There is a thought in clinical trial studies that you should supply the primary data so it can be re-analysed. Many companies now willingly do this. This probably will occur or science papers too.
So in the figure above they provide primary data. In the drug-treated animals the scores appear to be: 0, 0 ,0, 0.5, 0.5, 2, 2.5, 3, 3.5, 3.5, 3.5 n=11 in vehicle scores appear to be: 0.5, 2.5, 2.5, 2.5, 2,75, 2.75, 3, 3.5, 3.5, 3.5, 3.5, 3.5, 3.5 n=13.
Do a t test drug verses vehicle and you get p=0.029 (as in the legend to the figure above) so all is fine and drug is great. The media go mad…..an its the next best thing since sliced bread:-)

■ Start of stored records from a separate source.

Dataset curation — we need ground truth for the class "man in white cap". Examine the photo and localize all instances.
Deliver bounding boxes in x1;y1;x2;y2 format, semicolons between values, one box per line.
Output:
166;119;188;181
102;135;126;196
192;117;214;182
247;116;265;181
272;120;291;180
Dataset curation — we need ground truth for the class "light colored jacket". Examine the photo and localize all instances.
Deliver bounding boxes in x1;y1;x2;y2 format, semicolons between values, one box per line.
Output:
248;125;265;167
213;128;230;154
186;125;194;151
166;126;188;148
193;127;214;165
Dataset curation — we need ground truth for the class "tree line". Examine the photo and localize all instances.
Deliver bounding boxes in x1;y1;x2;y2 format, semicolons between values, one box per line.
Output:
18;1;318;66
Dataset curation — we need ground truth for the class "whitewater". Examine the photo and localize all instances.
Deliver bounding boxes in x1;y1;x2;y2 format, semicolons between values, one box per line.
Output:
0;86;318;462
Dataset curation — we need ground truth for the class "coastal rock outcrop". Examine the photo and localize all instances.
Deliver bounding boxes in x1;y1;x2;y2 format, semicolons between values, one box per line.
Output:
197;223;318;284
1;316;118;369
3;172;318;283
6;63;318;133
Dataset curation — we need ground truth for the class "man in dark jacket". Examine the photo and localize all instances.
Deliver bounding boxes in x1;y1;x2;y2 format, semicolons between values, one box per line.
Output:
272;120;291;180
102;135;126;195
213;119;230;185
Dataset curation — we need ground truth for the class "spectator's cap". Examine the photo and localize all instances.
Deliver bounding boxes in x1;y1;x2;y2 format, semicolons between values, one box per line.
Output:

However, it also assumes that (b) data groups have equal variances (the square of standard deviation). Test for that and it fails P<0.05. So it is not valid to do a t test on this data but importantly it is not valid to do a t test on this data, because the data is not parametric, it is non-parametric.
So do a non-parametric test on the data like the Mann Whitney U test . This has less power to detect differences than a t test.
Do this on the data above and P=0.082………Ooooops.
So now do drug verses untreated as well and this also fails P=0.121, so not even a trend:-)
Hopefully, this will get the altimetrics up on the old papers:-)
I suspect many of you won’t be bothered by this post,but if you were pinning your hopes on drug xxxxx-345 then these hopes are being dashed. This type of detective work can not normally be done because we do not get to see the primary data.
This is not a rare example..but a new one to use in my teaching on experimental design 1O1.